Sort of a dick thing to say, but it's realistic. It's completely pathetic when people have to have their best friends at work.
It's fucking freezing in here and I saw that Josh got the oil bill ... $403. What the fuck? He still hasn't collected any money for the last two month's worth of bills. I should owe him about $200. This is going to suck, I don't have that kind of dough. I don't understand why he can't just do bills once a month, it's not fucking hard, I used to do it when I lived in Winthrop.
Last night I woke up at 4:00 with the worst calf strain. It fucking killed. I had to massage it and stretch it out. But when I sleep, I don't really move around too much so it was atrophied. So with this cramp and the early stages of not moving around, it was a painful experience all around. It still hurt when I woke up this morngin.
Here's a pretty good story: Aly's roommate Sara has a new boyfriend named Chris. Her old boyfriend, Justin, was a dude she thought that she was going to marry. He broke up with her after a little over a year in September. Sara was understandably crushed, but managed to find this new dude Chris.
He's a good egg, a total 180 from Justin, who was nice, but was really into himself. And he was a dyed-in-the-wool Republican and kind of a loud mouth. I only really met him three times (because he lived in Washington) so maybe he was really cool and I never go to know him. In any event, Justin is back in Boston and wants to meet with Sara on Saturday. BTW, his reason for breaking up with Sara was that he wanted to find himself, which I think was code for, "I'm going to see if I'm gay or not."
Chris is head over heels in love with Sara and expects to marry her. Sara told him that she has to talk to Justin. He was cool with it. I don't understand this, I spoke with Aly about this and said, "I would completely flip out. There would be no way that I would be cool with this, if we were just starting to date."
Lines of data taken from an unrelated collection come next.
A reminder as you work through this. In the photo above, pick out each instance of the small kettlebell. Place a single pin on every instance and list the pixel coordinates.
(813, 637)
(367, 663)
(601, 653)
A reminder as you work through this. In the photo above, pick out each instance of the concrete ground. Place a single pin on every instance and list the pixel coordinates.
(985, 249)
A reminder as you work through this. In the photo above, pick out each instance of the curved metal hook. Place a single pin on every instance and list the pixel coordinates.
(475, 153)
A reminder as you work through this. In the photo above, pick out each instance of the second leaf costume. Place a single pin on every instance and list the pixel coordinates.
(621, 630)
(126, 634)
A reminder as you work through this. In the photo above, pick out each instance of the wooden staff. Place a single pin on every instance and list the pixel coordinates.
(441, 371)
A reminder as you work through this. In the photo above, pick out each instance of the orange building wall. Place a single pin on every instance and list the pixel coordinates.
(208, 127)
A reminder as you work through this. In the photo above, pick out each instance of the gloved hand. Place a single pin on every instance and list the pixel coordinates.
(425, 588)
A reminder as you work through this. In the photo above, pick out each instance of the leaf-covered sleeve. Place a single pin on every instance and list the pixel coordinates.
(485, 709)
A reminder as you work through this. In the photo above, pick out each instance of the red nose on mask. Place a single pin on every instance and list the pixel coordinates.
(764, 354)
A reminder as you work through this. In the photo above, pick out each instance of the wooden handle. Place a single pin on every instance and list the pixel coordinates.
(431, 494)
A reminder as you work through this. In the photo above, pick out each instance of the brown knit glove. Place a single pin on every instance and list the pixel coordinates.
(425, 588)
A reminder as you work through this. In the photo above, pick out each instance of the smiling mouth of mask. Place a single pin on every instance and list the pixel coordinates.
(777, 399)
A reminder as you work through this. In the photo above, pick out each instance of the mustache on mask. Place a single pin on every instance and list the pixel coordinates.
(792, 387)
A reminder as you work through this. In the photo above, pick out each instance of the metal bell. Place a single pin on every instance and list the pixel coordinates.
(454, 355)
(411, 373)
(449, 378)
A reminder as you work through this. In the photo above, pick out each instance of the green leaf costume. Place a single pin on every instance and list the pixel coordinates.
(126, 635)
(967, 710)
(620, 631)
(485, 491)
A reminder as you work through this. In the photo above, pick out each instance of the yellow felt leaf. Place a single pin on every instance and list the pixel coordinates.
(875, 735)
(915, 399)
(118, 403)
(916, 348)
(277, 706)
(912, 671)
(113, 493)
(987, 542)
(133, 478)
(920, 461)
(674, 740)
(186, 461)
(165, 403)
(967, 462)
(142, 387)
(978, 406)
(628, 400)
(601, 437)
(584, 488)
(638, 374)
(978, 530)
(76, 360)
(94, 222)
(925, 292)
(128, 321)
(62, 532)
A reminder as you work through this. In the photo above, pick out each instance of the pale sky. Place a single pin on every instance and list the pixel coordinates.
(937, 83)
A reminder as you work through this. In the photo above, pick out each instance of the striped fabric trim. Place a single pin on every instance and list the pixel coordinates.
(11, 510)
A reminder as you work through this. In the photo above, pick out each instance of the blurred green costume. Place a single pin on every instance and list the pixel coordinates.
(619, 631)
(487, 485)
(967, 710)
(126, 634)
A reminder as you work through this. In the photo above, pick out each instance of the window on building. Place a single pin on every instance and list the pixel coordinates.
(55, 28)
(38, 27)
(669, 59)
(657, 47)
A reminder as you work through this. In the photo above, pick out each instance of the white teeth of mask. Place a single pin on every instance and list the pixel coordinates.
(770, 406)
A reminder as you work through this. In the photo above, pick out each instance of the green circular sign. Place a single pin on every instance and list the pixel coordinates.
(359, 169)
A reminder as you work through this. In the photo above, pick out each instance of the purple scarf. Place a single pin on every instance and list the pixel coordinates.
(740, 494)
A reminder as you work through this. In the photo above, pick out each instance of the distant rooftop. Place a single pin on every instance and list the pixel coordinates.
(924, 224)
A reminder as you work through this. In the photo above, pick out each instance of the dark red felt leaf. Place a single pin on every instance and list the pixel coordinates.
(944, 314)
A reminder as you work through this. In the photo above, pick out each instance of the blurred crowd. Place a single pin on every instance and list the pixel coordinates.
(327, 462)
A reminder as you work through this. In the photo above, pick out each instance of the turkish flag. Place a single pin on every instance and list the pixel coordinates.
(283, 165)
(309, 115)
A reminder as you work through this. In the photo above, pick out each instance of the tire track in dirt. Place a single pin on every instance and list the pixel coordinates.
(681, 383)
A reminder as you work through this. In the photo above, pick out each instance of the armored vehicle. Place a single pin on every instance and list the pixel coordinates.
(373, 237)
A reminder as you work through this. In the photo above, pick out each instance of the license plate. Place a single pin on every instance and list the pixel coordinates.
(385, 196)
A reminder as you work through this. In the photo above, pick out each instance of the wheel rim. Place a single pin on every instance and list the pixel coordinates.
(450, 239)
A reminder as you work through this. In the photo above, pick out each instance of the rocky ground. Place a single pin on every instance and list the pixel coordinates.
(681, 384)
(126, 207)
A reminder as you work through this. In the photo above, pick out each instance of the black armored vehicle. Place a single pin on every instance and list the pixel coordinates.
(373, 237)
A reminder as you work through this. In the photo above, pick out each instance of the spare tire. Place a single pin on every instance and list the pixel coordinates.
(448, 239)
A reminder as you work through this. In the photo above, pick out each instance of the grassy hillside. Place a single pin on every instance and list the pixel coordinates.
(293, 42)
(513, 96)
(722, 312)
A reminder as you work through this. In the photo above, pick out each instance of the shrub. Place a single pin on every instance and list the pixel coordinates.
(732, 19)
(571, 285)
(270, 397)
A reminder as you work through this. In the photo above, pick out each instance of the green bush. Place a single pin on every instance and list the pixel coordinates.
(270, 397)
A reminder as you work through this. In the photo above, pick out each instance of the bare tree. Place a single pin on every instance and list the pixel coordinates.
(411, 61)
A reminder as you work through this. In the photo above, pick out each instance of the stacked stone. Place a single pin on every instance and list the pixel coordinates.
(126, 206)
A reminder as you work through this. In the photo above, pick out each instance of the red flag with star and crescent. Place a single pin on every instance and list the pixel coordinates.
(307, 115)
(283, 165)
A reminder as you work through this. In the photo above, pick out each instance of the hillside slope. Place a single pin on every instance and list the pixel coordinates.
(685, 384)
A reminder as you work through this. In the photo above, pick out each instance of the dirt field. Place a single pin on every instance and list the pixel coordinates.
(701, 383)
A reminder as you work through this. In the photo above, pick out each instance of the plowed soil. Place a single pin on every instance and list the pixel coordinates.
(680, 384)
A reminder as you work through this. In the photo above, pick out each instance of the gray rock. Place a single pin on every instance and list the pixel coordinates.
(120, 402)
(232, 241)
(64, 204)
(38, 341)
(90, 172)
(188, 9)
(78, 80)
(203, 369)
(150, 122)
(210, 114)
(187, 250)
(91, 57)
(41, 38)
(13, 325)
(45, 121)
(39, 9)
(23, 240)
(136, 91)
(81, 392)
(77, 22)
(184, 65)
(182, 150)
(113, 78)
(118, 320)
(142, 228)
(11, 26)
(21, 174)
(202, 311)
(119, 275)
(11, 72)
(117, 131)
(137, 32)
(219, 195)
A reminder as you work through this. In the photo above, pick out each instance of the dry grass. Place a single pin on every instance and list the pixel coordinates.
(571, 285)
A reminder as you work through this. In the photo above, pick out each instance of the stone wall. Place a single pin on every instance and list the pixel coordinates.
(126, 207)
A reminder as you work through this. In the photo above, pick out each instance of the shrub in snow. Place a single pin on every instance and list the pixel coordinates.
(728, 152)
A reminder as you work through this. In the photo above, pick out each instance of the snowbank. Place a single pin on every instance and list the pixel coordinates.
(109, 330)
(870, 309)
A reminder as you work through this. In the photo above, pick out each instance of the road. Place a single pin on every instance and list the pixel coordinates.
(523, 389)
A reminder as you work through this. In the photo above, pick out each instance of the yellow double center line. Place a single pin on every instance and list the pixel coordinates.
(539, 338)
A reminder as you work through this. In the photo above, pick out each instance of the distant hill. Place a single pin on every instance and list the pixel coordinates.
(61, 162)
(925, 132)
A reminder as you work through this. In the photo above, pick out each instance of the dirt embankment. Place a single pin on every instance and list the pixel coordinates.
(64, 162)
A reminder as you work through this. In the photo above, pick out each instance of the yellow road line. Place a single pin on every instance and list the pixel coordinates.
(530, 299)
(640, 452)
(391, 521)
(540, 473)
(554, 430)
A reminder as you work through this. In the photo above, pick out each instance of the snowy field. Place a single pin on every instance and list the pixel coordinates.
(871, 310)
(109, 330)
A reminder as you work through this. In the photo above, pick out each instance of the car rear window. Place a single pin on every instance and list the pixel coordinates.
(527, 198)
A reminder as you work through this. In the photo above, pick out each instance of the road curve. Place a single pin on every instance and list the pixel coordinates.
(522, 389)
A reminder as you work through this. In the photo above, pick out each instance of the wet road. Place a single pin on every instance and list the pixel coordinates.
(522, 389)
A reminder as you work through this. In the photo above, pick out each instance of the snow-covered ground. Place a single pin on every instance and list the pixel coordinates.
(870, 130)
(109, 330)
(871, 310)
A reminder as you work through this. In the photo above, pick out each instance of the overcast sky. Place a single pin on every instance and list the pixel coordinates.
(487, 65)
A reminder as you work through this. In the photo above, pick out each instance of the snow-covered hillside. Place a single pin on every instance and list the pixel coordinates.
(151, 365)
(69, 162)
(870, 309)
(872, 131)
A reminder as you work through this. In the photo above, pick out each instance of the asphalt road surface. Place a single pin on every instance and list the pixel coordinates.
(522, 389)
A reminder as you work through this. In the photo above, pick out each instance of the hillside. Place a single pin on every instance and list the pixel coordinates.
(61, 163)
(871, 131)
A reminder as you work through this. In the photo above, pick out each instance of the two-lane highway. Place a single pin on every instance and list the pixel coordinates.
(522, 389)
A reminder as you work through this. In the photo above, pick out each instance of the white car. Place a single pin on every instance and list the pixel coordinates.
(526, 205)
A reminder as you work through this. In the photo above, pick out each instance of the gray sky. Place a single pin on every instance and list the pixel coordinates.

Aly thought I was just being posessive and her and Sara talked about it. I guess Sara felt bad that she didn't tell Chris the entire story, so she told him all about Justin, etc. Chris hit the roof. Good for him. This is just a dumb story that sounded better in my head than it looks on the screen.
If you're still reading, I will come over your house right now and give you a five dollar bill. As you can tell, I have nothing to write about. So, I'm going to bed.
In the coming weeks, I want to get another Aquaman story up, another Watching TV with 19 and a look at what I have on my Replay TV. Maybe I'll throw a Wire story in there if he does anything funny.